With Global Fund support for our national institutions, we have achieved universal access to lifesaving antiretroviral therapy for people living with HIV, and we have stabilized HIV prevalence at about 3 percent of the population. Similarly, Rwanda’s tuberculosis program has become a model for Africa, and all Rwandan families now have access to insecticide-treated bed nets to prevent malaria, contributing to an 87 percent drop in cases during the last seven years.

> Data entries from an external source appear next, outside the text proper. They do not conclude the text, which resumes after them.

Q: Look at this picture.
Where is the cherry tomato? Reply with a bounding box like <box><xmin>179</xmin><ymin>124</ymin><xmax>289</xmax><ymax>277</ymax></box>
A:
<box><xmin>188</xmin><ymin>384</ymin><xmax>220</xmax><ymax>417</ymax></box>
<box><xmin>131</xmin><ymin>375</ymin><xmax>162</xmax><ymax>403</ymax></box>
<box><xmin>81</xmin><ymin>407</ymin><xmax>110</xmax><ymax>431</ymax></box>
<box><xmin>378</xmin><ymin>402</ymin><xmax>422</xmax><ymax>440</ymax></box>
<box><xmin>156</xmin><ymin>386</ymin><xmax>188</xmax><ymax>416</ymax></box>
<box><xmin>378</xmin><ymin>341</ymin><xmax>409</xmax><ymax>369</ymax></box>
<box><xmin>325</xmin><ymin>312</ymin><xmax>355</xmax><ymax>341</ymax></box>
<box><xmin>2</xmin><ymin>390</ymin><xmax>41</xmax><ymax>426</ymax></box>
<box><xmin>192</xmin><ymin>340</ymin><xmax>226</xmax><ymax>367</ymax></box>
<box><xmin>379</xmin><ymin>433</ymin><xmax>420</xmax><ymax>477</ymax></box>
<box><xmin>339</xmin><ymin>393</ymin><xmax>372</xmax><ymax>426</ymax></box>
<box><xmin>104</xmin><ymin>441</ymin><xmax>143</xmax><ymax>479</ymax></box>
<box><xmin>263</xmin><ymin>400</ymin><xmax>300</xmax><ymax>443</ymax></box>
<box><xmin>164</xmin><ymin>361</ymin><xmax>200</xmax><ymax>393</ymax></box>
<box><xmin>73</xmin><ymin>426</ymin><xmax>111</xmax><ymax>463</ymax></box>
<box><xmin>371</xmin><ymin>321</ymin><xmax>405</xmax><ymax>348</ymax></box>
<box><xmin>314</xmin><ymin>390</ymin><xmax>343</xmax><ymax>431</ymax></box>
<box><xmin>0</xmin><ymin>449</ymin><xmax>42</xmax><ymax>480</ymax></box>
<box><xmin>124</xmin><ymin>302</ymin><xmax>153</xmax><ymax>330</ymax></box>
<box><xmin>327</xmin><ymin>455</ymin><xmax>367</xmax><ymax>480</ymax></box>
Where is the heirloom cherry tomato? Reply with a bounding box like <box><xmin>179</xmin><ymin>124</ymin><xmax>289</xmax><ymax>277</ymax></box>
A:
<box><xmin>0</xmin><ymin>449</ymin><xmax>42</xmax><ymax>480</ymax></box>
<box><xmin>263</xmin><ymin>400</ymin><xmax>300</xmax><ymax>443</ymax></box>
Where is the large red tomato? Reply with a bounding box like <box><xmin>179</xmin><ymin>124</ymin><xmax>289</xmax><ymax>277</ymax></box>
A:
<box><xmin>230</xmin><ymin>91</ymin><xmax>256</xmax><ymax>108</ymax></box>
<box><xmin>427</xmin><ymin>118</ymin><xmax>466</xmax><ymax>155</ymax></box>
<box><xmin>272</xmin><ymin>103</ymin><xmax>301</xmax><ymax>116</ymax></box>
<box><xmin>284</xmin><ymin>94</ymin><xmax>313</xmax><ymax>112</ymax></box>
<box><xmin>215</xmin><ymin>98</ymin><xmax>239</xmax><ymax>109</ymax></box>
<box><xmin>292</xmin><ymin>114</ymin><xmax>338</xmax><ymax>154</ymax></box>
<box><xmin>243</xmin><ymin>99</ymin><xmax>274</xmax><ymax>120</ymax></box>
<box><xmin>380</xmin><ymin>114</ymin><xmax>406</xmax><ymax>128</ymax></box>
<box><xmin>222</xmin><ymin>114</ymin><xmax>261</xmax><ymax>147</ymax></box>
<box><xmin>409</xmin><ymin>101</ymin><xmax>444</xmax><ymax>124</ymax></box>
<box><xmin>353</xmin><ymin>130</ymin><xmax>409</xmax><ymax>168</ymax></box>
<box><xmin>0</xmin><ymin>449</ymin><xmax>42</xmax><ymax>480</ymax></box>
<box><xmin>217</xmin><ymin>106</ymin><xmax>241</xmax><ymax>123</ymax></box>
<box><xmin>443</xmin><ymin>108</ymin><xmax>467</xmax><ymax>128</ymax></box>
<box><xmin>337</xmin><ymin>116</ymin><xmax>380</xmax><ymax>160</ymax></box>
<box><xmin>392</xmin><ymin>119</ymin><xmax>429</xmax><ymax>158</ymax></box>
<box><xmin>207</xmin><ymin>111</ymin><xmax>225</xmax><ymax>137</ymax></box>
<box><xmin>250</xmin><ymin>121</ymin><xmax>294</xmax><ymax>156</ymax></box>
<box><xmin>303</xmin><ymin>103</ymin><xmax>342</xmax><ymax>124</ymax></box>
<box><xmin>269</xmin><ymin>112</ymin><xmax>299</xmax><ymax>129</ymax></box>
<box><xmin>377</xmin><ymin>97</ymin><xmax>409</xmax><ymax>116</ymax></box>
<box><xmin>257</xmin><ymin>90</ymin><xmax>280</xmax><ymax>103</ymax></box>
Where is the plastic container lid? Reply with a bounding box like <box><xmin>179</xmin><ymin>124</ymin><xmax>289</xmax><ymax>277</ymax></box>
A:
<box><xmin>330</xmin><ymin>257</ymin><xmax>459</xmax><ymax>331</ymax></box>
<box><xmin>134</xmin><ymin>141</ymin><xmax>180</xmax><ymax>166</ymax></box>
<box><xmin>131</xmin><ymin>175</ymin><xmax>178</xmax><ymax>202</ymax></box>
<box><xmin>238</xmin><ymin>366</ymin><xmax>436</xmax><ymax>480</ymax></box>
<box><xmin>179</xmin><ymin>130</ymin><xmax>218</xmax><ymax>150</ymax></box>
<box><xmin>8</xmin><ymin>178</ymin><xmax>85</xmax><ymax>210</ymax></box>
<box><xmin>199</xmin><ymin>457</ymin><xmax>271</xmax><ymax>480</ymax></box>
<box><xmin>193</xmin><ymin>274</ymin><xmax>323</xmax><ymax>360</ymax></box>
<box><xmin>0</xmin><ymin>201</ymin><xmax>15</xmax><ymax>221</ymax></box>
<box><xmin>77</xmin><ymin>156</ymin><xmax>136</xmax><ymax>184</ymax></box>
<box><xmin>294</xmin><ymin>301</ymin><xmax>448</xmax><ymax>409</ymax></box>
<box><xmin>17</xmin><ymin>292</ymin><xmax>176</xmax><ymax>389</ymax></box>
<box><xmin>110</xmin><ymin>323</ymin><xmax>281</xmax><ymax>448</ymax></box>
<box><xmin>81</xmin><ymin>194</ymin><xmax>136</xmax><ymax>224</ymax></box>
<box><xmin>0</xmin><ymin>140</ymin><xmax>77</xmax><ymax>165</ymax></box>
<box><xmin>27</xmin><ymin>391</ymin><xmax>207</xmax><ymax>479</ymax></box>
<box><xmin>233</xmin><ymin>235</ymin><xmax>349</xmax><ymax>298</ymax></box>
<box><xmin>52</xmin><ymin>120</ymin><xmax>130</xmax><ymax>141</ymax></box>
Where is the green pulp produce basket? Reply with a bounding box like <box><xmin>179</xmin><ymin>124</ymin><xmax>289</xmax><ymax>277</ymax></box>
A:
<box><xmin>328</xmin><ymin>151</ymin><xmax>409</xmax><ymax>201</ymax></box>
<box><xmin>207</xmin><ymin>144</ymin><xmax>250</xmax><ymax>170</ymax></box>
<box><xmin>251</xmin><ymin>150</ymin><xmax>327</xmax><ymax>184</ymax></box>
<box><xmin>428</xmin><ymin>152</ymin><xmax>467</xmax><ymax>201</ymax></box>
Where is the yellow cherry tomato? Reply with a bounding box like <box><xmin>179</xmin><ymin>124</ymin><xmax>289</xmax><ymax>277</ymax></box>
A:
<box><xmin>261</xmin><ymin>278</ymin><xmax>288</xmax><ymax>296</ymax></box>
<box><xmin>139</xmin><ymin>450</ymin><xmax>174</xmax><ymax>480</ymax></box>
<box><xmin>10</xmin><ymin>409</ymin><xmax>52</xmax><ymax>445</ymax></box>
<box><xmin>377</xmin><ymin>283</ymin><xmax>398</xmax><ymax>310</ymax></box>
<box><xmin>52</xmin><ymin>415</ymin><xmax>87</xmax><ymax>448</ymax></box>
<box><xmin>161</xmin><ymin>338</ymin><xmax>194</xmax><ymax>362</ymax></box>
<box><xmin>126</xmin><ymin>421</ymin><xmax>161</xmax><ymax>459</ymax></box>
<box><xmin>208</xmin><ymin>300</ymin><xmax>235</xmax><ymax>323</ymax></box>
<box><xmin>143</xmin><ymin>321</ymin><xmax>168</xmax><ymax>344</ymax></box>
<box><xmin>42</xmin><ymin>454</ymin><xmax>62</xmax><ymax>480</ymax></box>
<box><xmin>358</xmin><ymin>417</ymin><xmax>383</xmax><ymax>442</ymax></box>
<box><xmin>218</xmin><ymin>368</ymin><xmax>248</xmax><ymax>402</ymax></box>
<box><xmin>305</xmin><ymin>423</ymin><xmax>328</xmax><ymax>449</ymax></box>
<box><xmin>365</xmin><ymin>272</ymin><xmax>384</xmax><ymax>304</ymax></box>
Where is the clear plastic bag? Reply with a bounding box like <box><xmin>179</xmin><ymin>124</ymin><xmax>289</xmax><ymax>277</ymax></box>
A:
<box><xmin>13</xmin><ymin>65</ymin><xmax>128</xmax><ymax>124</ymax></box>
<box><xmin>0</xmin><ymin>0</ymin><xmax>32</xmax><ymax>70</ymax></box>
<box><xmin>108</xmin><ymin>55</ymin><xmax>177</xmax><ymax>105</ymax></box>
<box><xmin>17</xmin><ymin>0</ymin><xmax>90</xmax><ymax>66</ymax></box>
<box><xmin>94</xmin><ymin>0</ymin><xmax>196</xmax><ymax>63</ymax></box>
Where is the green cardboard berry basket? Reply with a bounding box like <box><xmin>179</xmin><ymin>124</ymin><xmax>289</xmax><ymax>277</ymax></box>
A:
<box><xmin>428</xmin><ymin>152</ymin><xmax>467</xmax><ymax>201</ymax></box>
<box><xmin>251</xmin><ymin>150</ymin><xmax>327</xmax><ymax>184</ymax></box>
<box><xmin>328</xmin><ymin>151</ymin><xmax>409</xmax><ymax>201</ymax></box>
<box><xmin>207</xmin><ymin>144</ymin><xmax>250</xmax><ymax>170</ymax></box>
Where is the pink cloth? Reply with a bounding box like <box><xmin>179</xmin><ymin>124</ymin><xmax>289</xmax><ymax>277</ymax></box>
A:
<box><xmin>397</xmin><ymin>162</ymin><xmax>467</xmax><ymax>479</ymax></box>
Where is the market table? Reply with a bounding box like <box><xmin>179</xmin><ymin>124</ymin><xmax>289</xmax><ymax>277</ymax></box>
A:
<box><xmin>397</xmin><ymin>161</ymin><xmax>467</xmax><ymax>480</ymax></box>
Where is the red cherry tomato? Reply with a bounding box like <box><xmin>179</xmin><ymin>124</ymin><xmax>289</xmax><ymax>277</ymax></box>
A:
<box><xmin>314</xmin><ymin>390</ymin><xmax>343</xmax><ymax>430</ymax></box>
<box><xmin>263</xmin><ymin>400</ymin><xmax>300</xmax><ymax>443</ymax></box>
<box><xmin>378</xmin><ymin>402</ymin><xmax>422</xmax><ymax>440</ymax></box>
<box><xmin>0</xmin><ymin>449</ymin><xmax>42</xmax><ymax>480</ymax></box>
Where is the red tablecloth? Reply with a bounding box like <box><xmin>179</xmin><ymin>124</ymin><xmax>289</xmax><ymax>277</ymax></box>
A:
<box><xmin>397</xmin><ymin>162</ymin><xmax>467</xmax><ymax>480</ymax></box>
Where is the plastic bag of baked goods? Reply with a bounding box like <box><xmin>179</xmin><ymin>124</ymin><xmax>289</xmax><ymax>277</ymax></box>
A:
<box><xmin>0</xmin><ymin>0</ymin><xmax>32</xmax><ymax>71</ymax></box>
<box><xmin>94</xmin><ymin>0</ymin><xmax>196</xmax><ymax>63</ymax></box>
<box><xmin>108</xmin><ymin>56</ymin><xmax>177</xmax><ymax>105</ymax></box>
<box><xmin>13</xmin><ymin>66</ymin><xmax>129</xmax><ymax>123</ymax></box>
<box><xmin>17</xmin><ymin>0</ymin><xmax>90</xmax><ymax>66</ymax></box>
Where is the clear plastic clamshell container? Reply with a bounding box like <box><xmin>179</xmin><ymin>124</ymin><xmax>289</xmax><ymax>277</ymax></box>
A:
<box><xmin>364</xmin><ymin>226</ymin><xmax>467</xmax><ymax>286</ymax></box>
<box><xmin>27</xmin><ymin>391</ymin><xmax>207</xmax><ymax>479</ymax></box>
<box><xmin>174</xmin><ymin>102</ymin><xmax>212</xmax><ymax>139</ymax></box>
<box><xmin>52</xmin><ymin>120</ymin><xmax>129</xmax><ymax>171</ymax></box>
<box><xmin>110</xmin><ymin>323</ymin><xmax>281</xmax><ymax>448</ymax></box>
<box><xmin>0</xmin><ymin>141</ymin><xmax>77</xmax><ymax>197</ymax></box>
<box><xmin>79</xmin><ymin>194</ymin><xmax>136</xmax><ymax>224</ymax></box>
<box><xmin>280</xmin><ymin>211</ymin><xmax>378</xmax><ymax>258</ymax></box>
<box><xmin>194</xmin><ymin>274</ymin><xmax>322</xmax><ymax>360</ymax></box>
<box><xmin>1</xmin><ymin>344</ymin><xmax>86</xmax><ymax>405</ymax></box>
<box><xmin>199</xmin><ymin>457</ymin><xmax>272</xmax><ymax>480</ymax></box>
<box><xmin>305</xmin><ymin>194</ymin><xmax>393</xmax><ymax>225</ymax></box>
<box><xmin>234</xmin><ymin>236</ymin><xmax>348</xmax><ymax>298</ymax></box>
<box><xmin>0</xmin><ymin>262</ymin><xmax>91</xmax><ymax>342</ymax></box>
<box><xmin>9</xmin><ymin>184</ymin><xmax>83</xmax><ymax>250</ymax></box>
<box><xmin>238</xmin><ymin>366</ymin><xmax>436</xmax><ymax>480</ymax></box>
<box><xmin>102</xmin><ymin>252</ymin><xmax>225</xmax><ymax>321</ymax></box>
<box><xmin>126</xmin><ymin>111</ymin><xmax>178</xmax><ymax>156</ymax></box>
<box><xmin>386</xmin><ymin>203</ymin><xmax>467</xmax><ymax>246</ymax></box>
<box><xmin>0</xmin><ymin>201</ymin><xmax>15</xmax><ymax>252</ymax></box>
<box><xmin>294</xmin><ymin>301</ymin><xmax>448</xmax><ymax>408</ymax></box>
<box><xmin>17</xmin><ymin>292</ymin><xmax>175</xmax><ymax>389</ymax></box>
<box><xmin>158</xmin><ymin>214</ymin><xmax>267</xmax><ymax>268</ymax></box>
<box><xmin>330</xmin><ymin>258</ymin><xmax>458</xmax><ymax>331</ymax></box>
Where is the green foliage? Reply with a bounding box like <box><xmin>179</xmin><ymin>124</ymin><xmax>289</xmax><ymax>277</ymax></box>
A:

Integration of services for infectious diseases and primary care has contributed to some of the steepest declines in child and maternal mortality ever observed. And, as life expectancy in Rwanda continues to climb (from below 30 in 1995 to 55 in 2010), we are now taking action against non-communicable diseases such as heart disease, cancer and diabetes. The flexible, country-owned support provided by the Global Fund has been crucial to our success.
My country is living proof that investing in health is not only the right thing to do, but that it can also create virtuous cycles that promote security and development. In fact, after receiving Global Fund support for years, Rwanda recently made its first donation of US$1 million to the Fund.
Unfortunately, infectious diseases are far from under control around the world. Less than a quarter of the world’s children living with HIV have access to treatment and up to a million people still die of malaria each year. Alarmingly, only one in six patients with drug-resistant tuberculosis currently receives proper treatment. Moreover, reports of “totally drug-resistant tuberculosis” have recently emerged from India.
Policymakers would do well to remember that it only takes one airplane flight for such a pathogen to go global. Infectious diseases neither respect national borders nor conveniently follow economies into recession. History has shown that retreating from the fight against an epidemic can lead to a renewed plague that is immune to our best drugs, requiring far more expensive measures to control.